We don’t know whether that was true in the 1960s, but if Dr Goldthorpe is right, it is a fair assumption that richer families will always use their resources to out-compete others when it comes to securing a better education for their children.

He writes: “Parental – and, perhaps, grandparental – resources, even if not sufficient to allow for children to be educated in the private sector, are still widely deployed to buy houses in areas served by high-performing state schools, to pay for individual tutoring, to help manage student debt, to support entry into postgraduate courses for which no loans are available, or, in the case of educational failure, to fund ‘second chances’.”

International comparisons

oecd

A 2010 study of developed countries in the OECD group found that Britain had the worst intergenerational income mobility of all the countries studied. The height of the bars in this graph measures the extent to which sons’ earnings levels reflect those of their fathers.

One suggested explanation for this is a link between income inequality and poor social mobility.

US economists pioneered the use of the beautifully named “Great Gatsby curve” to measure this.
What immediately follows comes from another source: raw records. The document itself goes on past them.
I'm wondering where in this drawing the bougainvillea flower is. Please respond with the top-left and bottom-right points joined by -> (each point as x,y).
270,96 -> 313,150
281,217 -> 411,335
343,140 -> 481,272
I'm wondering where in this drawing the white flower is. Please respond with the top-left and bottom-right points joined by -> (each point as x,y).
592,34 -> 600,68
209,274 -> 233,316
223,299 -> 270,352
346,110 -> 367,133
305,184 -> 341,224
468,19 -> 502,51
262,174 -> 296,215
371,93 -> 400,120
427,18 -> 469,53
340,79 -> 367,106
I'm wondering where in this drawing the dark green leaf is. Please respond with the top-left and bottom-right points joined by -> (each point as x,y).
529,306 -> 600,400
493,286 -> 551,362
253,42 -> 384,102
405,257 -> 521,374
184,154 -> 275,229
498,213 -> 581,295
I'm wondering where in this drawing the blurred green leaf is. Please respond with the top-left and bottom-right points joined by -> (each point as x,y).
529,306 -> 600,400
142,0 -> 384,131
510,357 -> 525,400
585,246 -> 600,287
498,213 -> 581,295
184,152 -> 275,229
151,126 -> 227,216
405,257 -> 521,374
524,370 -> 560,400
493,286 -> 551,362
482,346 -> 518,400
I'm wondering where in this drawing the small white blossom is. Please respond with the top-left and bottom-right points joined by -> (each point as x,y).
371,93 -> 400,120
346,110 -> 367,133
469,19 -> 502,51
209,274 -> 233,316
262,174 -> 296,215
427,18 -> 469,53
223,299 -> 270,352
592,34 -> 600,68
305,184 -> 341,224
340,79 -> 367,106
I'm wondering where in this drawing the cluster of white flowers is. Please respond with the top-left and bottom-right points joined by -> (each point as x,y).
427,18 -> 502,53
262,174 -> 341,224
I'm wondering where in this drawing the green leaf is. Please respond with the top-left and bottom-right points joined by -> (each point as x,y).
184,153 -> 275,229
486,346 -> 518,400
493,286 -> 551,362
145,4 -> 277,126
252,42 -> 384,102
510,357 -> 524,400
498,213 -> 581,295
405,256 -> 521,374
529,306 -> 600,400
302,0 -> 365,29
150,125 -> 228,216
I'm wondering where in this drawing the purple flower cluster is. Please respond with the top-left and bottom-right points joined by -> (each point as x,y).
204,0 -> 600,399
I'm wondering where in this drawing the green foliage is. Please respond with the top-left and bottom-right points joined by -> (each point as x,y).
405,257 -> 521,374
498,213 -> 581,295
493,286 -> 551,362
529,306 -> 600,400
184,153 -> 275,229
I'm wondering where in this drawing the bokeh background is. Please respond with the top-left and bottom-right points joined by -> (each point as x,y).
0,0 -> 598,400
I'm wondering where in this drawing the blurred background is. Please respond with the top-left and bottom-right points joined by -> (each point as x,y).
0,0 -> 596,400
The UK scores badly for both inequality and social mobility in most Great Gatsby Curves.

ggc

The verdict

Sir John Major is quite right to say that the privately-educated still dominate the upper echelons of British life, if the Sutton Trust’s numbers are correct.

And there is less opportunity to climb the ladder of opporunity in the UK than in many other developed countries.

But the evidence for a recent “collapse in social mobility” is weak.

It could be argued that no such collapse took place. One persuasive, if depressing, theory is that people’s chances of transcending their class origins remained about the same over the whole of the last century.

If that theory is true, the implication is that bringing back grammar schools would not help to accelerate social mobility, and the government would do better to concentrate on income inequality rather than education policy.